Several questions re: making my first dessert crisp

zook | Nov 22, 201604:21 AM     2

i found a recipe for pear/Apple/cranberry crisp that I'd like to make for Thanksgiving (http://allrecipes.com/recipe/12123/ap...)

The recipe seems straight-forward enough, especially after reading all the comments about it.
It says it makes 8 servings and calls for four pieces of fruit and is cooked in an 8 inch square pan at 375 for 45 minutes. I was also looking at Ina Garten's crisp recipe which also says it serves 8, but her recipe calls for 10 pieces of fruit and cooks in a 9x12 pan.

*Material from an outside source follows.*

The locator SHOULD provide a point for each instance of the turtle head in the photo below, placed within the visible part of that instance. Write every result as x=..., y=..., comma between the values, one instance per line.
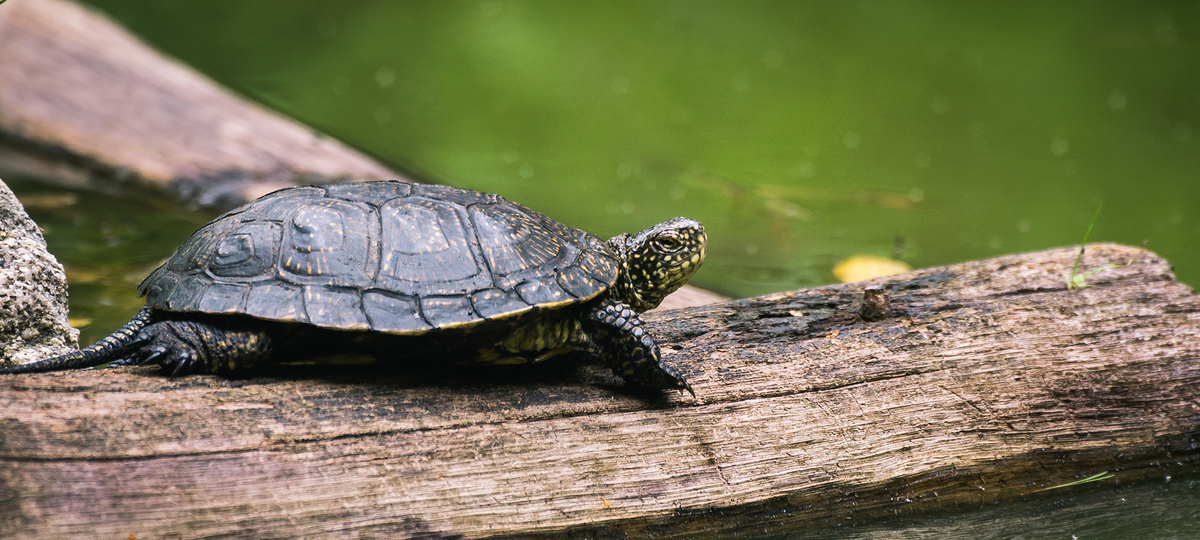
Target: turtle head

I'd like to bake mine in 8 individual ramekins that are 1 3/4 tall and 4" wide.

My questions are:
Are my ramekins an okay size to use or are they too shallow?
Do I fill them nearly to the top with the fruit leaving just enough room for the crumble?
Do I need to double the Allspice recipe to fill the 8 ramekins?
How long should they bake for and do they still bake at 375?
Can I make them ahead of serving time, and if so, if I make them the morning of, do I have to refrigerate them or can they sit out after baking?
If I can make them ahead, at what temperature and for how long do I reheat/warm them? Will they need to be foil covered when reheated to avoid burning?

I know, so many questions for what should be a simple recipe, but I'm a crisp and ramekin novice! Thanks so much!